Okay...but why I think this extreme couponing thing is not as easy as they make it look...

1. The freebies. Well, they aren't free, actually. Most of these people subscribe to many different newspapers or coupon clipping services, which cost money. And they scout out the sales and wind up going to grocery stores sometimes 3 or 4 different times a week to catch what's on sale where and when. Uh. I don't know about you, but gas is high where I live. That DOES count. And don't forget about the storage. One lady had 4 freezers...that most certainly has to add to her monthly electric bill. Now, while they may still be coming out better than if they had bought them outright, my point is not that it's a bad deal. Only that it is NOT free, and I kinda' get tired of them saying so.

2. Most grocery stores do not double coupons, which is key in extreme couponing. I only know of one around here that does it...I just recently learned this, so I haven't tried it out. And naturally, it's not next to my house. So more gas.

3. The TIME. Now, to those people who say "I don't have time to coupon..." I have to say, uh, yeah, you should. I usually spend about an hour or two (that's including the many interruptions of having children coming and asking me questions or trying to take over the mouse for me. I could get done a lot faster if I was alone.) to get enough coupons online to save me what I mentioned above. Most certainly worth it. But time is worth something, and some of these people on the show spend WAY more time than that scouting coupons. One woman worked 40 hours a week and said she likely spent 30 hours a week couponing. UH...I'm not sure where she figured in time to relax or play with her toddler. A free can of spagetti sauce isn't worth THAT to me. Not even 20 of them. And don't get me started on the dumpster diving...

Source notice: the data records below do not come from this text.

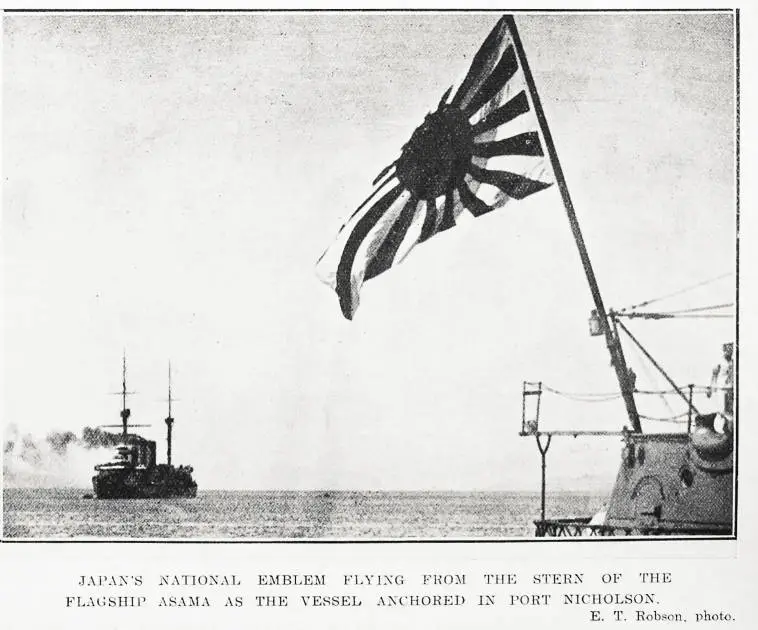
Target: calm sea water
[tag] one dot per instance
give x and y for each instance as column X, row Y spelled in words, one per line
column 58, row 513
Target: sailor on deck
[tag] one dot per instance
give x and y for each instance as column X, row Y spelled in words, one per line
column 722, row 380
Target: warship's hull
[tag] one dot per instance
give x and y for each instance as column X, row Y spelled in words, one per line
column 668, row 484
column 157, row 482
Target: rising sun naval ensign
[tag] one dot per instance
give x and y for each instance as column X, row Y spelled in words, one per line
column 483, row 146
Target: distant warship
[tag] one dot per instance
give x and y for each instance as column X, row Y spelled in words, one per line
column 133, row 472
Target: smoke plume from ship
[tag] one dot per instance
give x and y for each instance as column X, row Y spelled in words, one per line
column 61, row 459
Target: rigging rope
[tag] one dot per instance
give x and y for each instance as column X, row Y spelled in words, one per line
column 677, row 418
column 679, row 292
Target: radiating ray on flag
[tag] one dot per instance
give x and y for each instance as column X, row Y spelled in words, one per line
column 475, row 152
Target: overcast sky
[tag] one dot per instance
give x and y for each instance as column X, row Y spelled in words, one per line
column 171, row 180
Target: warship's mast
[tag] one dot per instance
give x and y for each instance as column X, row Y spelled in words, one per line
column 124, row 411
column 169, row 419
column 614, row 346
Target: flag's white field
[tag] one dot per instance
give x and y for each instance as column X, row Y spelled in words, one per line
column 481, row 148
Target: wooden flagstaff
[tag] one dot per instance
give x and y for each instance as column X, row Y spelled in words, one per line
column 614, row 347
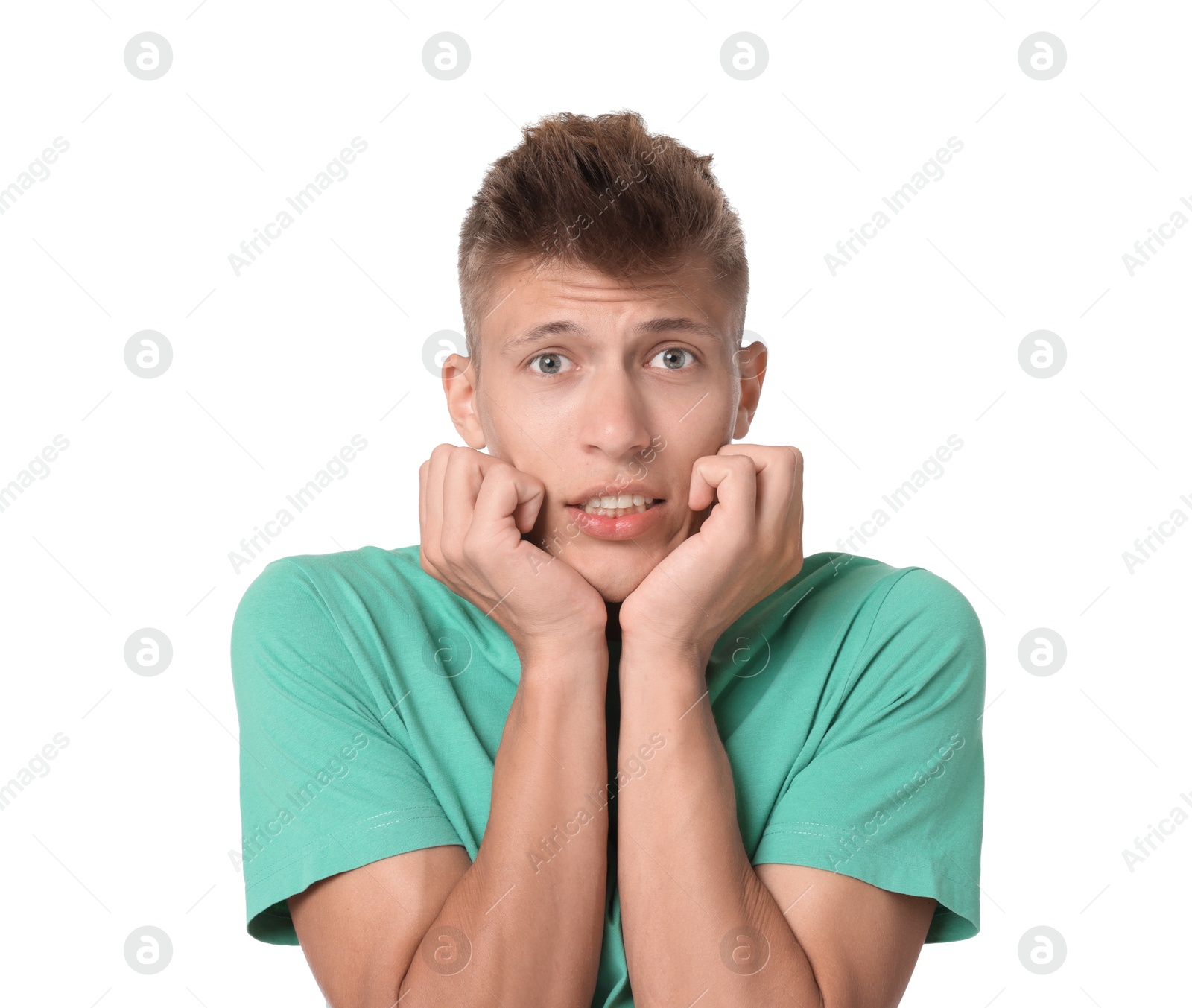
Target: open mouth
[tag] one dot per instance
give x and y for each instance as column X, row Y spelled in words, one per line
column 618, row 504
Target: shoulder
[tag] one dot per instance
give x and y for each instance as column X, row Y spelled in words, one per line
column 880, row 595
column 328, row 580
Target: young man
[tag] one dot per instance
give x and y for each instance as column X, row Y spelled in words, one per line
column 607, row 727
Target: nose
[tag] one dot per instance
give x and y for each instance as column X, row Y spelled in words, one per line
column 615, row 416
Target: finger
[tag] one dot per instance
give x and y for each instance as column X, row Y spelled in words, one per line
column 435, row 471
column 779, row 467
column 462, row 481
column 507, row 495
column 732, row 478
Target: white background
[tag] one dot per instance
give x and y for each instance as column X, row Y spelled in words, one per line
column 321, row 338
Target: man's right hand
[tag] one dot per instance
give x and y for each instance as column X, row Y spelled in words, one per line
column 474, row 510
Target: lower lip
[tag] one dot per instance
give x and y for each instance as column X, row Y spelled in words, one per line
column 629, row 526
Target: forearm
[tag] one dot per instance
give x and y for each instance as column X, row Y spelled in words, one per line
column 530, row 907
column 691, row 904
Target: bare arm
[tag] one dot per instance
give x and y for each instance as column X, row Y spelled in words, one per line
column 524, row 922
column 834, row 942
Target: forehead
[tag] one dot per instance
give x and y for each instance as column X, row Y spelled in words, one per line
column 530, row 303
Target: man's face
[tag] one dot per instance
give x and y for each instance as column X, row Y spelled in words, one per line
column 602, row 389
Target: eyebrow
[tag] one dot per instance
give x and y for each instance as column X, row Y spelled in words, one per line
column 566, row 328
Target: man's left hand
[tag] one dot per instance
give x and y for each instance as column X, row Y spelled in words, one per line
column 749, row 546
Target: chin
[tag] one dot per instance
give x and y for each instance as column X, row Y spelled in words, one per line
column 613, row 584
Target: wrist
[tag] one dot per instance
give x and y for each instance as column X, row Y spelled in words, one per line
column 665, row 656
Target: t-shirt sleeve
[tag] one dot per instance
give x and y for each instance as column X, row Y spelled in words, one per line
column 894, row 793
column 326, row 782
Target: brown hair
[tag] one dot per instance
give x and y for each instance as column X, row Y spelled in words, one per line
column 603, row 193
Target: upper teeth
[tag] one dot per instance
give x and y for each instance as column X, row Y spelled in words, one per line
column 618, row 504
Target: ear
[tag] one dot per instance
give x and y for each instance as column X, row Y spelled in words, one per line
column 751, row 364
column 459, row 386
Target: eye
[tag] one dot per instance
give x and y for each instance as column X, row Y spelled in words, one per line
column 673, row 359
column 552, row 364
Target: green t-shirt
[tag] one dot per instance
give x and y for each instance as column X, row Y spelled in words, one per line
column 372, row 700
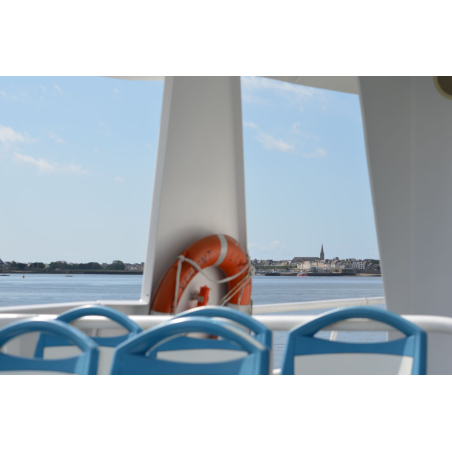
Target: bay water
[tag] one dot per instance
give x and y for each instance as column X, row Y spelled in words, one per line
column 40, row 288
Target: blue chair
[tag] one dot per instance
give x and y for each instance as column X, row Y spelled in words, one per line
column 306, row 354
column 136, row 357
column 83, row 364
column 261, row 332
column 56, row 347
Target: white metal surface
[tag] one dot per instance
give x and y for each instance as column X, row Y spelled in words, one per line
column 199, row 186
column 346, row 84
column 335, row 83
column 436, row 327
column 408, row 138
column 353, row 364
column 201, row 355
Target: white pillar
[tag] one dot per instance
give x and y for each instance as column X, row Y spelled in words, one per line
column 199, row 186
column 408, row 129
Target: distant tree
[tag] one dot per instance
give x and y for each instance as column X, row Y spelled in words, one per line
column 116, row 265
column 62, row 265
column 90, row 266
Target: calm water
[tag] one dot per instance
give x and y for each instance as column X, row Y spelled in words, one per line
column 38, row 289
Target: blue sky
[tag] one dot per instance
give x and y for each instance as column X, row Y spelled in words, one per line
column 77, row 159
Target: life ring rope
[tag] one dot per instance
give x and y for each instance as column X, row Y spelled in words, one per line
column 249, row 267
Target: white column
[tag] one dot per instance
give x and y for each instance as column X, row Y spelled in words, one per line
column 199, row 186
column 408, row 129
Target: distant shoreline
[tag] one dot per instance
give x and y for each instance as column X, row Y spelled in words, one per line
column 73, row 272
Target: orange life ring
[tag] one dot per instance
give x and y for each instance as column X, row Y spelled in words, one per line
column 216, row 250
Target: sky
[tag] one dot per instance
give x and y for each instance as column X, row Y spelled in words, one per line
column 77, row 162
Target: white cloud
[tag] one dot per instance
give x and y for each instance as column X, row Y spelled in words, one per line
column 47, row 166
column 318, row 153
column 55, row 138
column 269, row 142
column 9, row 136
column 277, row 244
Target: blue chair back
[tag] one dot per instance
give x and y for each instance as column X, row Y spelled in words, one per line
column 306, row 354
column 83, row 364
column 56, row 347
column 261, row 332
column 136, row 357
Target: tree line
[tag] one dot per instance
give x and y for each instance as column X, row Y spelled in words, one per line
column 63, row 265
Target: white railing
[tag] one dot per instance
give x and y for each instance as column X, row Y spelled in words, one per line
column 430, row 323
column 312, row 305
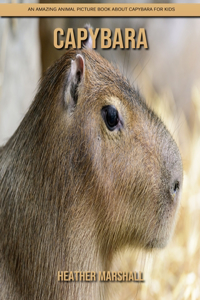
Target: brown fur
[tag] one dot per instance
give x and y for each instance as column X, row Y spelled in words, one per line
column 73, row 192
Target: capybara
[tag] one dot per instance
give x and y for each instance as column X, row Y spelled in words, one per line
column 90, row 170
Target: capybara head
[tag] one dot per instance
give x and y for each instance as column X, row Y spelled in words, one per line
column 91, row 169
column 105, row 151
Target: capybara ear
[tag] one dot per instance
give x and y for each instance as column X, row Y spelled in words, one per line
column 76, row 76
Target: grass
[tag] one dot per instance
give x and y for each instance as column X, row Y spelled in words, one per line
column 174, row 272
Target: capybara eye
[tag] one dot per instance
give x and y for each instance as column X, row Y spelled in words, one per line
column 110, row 116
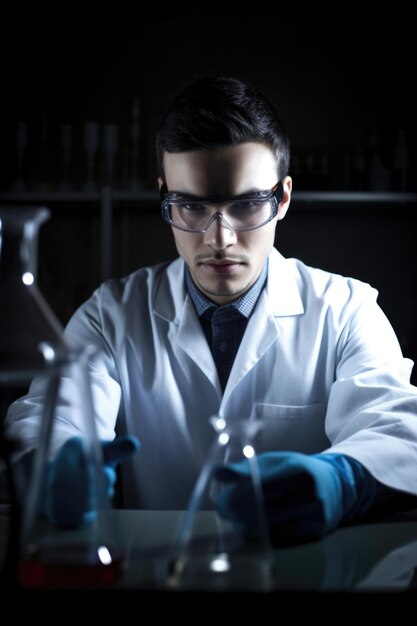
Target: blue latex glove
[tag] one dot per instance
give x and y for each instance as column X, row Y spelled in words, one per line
column 306, row 496
column 69, row 500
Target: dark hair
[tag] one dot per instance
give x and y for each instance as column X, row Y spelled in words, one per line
column 220, row 111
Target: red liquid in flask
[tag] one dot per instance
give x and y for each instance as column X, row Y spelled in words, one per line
column 72, row 566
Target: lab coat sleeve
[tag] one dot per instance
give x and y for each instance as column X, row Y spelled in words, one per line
column 24, row 415
column 372, row 407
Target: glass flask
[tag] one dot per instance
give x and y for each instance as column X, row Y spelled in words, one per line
column 42, row 553
column 209, row 552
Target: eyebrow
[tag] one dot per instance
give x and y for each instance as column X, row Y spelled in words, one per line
column 193, row 196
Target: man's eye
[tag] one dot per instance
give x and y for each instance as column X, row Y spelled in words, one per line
column 192, row 207
column 244, row 207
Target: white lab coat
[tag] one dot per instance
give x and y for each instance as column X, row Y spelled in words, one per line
column 319, row 363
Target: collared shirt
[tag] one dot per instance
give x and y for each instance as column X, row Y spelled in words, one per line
column 224, row 325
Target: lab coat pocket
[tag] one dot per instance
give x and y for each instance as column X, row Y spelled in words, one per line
column 298, row 428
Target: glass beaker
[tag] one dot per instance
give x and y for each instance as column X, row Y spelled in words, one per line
column 27, row 325
column 33, row 349
column 67, row 536
column 209, row 552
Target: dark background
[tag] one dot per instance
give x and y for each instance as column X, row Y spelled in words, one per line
column 343, row 83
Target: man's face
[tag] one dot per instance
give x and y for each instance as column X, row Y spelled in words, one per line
column 223, row 263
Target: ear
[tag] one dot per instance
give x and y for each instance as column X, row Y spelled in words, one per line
column 286, row 197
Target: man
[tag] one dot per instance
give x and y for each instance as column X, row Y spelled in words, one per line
column 233, row 329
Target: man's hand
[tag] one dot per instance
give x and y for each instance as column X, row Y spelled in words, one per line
column 69, row 498
column 305, row 495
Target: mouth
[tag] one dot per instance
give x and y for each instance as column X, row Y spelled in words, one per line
column 225, row 266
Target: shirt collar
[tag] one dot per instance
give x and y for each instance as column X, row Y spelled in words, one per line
column 244, row 304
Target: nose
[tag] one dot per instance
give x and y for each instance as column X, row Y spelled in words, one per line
column 219, row 234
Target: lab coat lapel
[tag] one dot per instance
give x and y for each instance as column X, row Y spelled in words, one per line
column 173, row 303
column 280, row 298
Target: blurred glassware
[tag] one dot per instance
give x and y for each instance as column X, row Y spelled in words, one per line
column 33, row 350
column 208, row 552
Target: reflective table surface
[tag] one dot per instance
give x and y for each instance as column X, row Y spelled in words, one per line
column 372, row 557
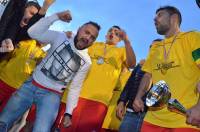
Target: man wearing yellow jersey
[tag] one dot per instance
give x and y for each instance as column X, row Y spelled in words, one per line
column 97, row 90
column 176, row 60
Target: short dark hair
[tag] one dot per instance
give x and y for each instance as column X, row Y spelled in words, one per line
column 115, row 26
column 94, row 24
column 33, row 3
column 157, row 40
column 171, row 10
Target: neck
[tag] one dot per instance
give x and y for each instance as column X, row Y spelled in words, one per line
column 110, row 43
column 172, row 32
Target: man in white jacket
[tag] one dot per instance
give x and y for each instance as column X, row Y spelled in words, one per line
column 67, row 61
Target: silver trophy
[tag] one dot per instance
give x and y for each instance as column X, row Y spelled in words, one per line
column 159, row 96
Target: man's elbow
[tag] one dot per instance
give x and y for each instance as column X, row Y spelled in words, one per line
column 131, row 65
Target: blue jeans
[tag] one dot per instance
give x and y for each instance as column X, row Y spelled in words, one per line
column 47, row 104
column 132, row 122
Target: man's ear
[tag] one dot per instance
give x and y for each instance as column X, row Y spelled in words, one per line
column 174, row 18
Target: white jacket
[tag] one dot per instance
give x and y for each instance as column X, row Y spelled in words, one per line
column 63, row 64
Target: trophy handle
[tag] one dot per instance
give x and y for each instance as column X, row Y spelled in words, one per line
column 175, row 106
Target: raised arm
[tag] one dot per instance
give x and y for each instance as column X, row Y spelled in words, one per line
column 40, row 30
column 130, row 55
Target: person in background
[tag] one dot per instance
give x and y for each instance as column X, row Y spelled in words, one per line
column 32, row 13
column 11, row 13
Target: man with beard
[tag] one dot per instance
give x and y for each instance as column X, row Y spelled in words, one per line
column 66, row 62
column 176, row 57
column 108, row 61
column 11, row 13
column 32, row 13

4. No brand loyalty. You can't POSSIBLY have brand loyalty and extreme coupon. You have to take any coupon you get and double it whenever that brand goes on sale. Now, I, by no means, have to have the most expensive product, nor do I have any problem buying the cheaper store brand ON SOME ITEMS. But there are SOME things that I like MY brand and do not want any other imposter in my home. Like Heinz ketchup, for example. Were I to bring home a store brand, my family (including myself) would revolt! And makeup. Again, I cannot always just buy the cheapest. For example, Maybelline and my face just don't get along so well. And when I do find something I like a lot, I want to buy THAT item, not risk buying up 20 of something I might not like. Also, I worry that manufactuers will stop offering as many coupons with the rise in number of extreme couponers, who have no brand loyalty. shrug. Let's hope not.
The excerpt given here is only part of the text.